Desperate to salvage the situation, the Congress has done some manipulations of its own. In three seats it has fielded strong performers from other parties — in Gauriganj from the BSP; in Bachhrawan from the BJP, and in Sataon from the Lok Janshakti Party. The party's calculation is that the Gandhi charisma will combine with the strength of the individual candidates to deliver it victories across the region.

Dalit-Brahmin formula

Ms. Mayawati's answer to this is her by-now famous Dalit-Brahmin formula. Fortuitously for her, Dalits and Brahmins are in sizeable numbers through the region. The BSP plan was evident in the supremo's high-energy rally in Sultanpur. A riveting qawali (musical chorus) on the theme of caste harmony kept the crowds engaged through the five hours they waited for the BSP leader. In an enchanting mixture of awdhi and bhojpuri, the qawals, by turn sang paeans to sarvajan (all social groups) unity. Qawali over, little Saurav Misra reeled off names of Brahmins who had clambered on to the BSP bandwagon; he himself was one of them, he said proudly.

When Ms. Mayawati arrived, it was to frenzied shouts of "Behen Mayawati zindabad; sarva samaj zindabad (hail Mayawati, hail all social groups.) And with the audience standing on its feet clapping, she unveiled her new slogan: "Haathi nahi Ganesh hai; Brahma, Vishnu, Mahesh hai (it is not elephant but Ganesh; it is Brahma, Vishnu, Mahesh)."
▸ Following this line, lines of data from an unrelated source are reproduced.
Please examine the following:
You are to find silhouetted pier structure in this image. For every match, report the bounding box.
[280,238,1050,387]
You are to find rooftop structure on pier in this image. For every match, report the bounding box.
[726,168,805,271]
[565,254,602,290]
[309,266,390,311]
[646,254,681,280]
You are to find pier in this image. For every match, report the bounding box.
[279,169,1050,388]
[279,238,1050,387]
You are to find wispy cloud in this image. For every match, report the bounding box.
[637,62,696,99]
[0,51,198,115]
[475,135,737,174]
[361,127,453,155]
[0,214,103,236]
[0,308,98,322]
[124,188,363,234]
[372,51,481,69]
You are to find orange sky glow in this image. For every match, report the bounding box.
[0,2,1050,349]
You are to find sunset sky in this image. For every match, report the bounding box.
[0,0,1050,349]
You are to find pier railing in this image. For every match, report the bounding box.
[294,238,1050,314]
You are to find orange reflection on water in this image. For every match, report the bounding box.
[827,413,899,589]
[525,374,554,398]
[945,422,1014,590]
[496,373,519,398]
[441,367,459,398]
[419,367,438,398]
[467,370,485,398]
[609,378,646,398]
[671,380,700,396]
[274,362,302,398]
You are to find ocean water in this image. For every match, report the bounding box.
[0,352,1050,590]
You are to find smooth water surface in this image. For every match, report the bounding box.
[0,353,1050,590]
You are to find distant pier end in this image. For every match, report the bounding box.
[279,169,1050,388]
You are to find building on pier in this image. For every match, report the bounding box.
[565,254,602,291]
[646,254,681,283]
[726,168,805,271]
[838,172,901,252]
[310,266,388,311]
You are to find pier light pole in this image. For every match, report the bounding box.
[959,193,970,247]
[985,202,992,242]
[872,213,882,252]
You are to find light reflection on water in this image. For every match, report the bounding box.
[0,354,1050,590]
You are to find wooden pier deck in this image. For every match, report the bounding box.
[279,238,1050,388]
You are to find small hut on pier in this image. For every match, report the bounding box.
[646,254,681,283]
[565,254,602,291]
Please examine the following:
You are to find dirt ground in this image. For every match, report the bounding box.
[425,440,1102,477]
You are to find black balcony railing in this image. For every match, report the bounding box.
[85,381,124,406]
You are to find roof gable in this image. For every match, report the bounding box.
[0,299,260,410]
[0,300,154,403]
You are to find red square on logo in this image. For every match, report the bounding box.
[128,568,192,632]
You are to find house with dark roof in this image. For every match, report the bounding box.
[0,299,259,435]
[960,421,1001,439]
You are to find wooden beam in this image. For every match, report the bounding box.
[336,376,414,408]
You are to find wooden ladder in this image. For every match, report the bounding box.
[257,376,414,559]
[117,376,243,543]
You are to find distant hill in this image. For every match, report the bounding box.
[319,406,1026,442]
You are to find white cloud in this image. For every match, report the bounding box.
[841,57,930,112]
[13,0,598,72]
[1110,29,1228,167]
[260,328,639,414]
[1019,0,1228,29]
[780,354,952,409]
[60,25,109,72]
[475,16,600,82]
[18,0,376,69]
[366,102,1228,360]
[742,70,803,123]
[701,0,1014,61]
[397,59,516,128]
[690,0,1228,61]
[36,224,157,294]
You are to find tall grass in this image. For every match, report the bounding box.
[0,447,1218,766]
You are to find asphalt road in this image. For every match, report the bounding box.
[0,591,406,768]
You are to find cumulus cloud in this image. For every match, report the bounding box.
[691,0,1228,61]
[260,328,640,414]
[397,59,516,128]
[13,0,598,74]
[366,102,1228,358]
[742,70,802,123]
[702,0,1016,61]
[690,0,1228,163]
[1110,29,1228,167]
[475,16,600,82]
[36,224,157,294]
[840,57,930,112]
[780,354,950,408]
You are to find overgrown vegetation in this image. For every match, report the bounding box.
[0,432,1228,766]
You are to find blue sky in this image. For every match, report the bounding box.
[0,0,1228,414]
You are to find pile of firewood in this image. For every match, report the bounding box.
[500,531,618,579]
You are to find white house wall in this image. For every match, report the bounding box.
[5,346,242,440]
The BSP chief did not once utter the word manuwad. The emphasis instead was on sarvajan. People accused the BSP of narrow-mindedness but its choice of candidates proved how utterly wrong they were, she said, reading from the party list: 139 candidates from the forward castes, among them 86 Brahmins, up from 37 in 2002. Ms. Mayawati asked to know if any other party had done even half as much for the forward castes. Indeed, in Rae Bareli, she threw a sharp taunt at the Congress. The Congress was supposedly a party of Brahmins: "But consider the irony. The party has not fielded a single Brahmin candidate in this entire region."

The BSP feels the Congress' neglect of Brahmins in this region will work to its advantage. And the man implementing the BSP project is Satish Chandra Misra. The party general secretary and the brain behind its Brahmin jodo abhiyan, Mr. Misra has been heli-hopping across the State, seeking Brahmin votes for the BSP. For Brahmins brought up to view the BSP with suspicion, Mr. Misra's high-profile presence in the party is a huge reassurance. That he has a helicopter all to himself is a talking point in the Brahmin-dominated villages of Amethi and Rae Bareli. Brahmins here acknowledge their close bond with the Gandhi parivar, yet say they feel let down by the Congress. Coming at such a time, the BSP attention is naturally welcome, and Mr. Misra has cashed in on this by flying more than once into the Amethi-Rae Bareli belt.

Aware of the damage this can do to the Congress, the family has been harping on unity. At her rallies, Ms. Vadra tells voters not to be swayed by caste feelings. "We got freedom because Gandhiji united us. Your future lies in remaining united behind the Congress." The family's strength is its pan-Indian appeal. Yet the Gandhi magic has thus far worked only in the Lok Sabha elections. If the Gandhis can change the pattern, they will have pulled off a coup.